To thin the population,” my niece said.

“To obtain me a harem,” my brother said.

It’s a tax,” I said. “That people don’t realize is a tax because no one calls it a tax. Because it’s ‘voluntary’. But so many people pay into it because of that payout, so that’s how it functions.”

“At least you got a chance of getting something in return,” my brother said. “Unlike real taxes.”

“Yeah, like better schools, better shopping, better roads, better police and better homes are just conjured up by The Magnanimous Mage of Suburbia or some shit like that.
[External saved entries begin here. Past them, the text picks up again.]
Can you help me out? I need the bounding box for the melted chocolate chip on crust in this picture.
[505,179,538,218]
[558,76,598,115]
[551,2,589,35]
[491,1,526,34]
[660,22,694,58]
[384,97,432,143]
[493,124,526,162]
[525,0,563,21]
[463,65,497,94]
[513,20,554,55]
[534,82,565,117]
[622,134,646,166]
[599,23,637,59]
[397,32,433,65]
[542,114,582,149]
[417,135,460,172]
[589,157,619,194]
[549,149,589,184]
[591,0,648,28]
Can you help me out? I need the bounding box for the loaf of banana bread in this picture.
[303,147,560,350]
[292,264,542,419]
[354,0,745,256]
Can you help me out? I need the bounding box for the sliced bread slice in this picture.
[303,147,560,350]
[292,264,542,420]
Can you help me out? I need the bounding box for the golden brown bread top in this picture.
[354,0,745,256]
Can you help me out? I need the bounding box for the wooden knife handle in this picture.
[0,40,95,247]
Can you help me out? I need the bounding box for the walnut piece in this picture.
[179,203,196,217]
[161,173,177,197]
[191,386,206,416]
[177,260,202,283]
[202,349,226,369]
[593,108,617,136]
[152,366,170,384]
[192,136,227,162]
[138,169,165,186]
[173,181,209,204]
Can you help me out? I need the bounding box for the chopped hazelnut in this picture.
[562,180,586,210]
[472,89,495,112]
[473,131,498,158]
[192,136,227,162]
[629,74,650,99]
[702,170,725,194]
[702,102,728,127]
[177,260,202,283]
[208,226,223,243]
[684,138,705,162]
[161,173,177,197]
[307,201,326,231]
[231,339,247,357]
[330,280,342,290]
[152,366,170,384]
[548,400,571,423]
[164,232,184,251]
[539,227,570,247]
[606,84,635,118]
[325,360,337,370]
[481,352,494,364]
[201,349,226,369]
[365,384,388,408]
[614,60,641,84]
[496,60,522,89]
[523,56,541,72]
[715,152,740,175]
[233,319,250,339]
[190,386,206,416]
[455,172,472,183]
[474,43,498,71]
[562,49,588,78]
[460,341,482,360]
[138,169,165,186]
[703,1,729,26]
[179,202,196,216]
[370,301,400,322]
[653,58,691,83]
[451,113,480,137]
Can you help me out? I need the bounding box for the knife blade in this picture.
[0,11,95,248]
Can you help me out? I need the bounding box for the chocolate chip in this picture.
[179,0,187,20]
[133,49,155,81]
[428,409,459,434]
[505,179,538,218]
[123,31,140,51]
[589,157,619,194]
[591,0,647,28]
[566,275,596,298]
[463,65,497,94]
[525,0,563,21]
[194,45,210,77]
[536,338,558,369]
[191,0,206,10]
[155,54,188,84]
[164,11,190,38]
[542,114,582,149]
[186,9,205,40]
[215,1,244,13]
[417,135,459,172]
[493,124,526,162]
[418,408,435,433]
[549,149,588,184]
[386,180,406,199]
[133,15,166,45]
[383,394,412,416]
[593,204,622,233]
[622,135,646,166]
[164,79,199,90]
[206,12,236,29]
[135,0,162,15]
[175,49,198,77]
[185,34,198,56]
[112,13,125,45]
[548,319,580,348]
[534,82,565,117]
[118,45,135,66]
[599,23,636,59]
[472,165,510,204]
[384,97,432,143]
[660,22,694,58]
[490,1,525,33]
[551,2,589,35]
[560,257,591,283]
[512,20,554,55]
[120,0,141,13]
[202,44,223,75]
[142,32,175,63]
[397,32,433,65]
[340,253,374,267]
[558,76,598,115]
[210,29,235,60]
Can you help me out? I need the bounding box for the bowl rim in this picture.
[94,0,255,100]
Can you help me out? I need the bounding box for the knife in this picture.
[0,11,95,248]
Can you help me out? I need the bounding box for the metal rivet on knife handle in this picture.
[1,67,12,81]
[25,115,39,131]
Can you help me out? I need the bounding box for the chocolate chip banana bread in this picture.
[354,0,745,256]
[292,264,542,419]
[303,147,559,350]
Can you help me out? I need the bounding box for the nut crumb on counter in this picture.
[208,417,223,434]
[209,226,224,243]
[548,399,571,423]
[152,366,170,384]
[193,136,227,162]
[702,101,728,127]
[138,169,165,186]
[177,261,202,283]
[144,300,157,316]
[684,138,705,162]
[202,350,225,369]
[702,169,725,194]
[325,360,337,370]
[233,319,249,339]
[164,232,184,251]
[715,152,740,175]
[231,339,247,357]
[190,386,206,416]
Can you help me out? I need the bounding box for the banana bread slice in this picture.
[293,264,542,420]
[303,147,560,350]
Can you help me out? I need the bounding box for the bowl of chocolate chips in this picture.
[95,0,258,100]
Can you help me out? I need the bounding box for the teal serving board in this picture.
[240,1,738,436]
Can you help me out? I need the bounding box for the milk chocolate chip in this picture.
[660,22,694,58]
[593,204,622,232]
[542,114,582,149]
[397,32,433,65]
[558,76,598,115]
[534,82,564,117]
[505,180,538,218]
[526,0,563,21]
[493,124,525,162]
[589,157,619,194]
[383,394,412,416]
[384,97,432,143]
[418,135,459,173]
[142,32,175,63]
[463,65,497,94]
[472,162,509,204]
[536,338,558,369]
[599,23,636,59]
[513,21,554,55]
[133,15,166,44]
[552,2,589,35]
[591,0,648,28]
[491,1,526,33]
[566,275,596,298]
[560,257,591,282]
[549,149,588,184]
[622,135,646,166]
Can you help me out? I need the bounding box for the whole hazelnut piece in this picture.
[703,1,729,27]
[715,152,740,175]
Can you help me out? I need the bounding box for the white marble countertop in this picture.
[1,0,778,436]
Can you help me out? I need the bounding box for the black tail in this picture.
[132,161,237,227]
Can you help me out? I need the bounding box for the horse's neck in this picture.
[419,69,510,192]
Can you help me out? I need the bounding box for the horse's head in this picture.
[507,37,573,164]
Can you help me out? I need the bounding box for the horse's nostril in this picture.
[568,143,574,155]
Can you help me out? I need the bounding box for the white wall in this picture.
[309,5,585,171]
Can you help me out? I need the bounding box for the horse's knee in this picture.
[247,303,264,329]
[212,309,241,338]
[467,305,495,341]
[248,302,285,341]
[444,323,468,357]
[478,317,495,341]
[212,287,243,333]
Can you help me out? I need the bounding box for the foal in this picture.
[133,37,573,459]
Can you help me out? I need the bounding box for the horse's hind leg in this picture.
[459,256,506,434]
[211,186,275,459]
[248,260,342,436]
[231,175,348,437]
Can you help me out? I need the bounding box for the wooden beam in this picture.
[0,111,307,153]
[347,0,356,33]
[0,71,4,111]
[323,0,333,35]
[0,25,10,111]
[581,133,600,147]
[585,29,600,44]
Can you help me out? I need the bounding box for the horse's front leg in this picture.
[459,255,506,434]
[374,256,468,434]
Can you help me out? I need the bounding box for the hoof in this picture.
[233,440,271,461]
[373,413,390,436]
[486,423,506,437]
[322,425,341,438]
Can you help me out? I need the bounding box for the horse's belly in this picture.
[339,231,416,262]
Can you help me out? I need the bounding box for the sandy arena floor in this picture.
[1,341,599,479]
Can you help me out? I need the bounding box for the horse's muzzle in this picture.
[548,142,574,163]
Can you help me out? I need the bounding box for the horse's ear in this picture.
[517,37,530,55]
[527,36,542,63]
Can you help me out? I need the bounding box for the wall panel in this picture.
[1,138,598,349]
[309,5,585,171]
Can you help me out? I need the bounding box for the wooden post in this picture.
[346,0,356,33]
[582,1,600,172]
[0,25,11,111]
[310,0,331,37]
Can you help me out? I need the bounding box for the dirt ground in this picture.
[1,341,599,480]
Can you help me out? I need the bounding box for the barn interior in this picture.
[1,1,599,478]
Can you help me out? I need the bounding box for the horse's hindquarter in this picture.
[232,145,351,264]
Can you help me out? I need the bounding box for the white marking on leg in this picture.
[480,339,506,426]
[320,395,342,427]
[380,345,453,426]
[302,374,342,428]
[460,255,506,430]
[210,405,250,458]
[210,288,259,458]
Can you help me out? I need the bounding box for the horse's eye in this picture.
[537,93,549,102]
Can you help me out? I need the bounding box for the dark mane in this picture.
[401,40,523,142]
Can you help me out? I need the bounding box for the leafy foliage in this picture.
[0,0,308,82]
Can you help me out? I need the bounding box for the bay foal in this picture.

Or a sacrificial offering to the gods of…civic entitlement.”

“I’m talking about instant gratification,” my brother said.  “You can’t beat that.”

“Lorie,” I said to my niece, “what were those odds again?”

“One in 292 million,” she said.

“Instant gratification to who?  I still see your large bottom pinning down that La-Z-Boy over there. That’s neither instantaneous nor gratifying.”

“Oh, it’s gratifying,” he says, staring at the TV, fully reclined.

“He didn’t even buy a ticket,” my sister-in-law says.

“He never buys a ticket,” my niece said.

“Sooo gratifying,” he says, reclining back even farther. Then his chair made this loud *CA-CHUNK* sound and he starts flailing, almost tumbling backwards onto his head. Which was gratifying for all of us, really.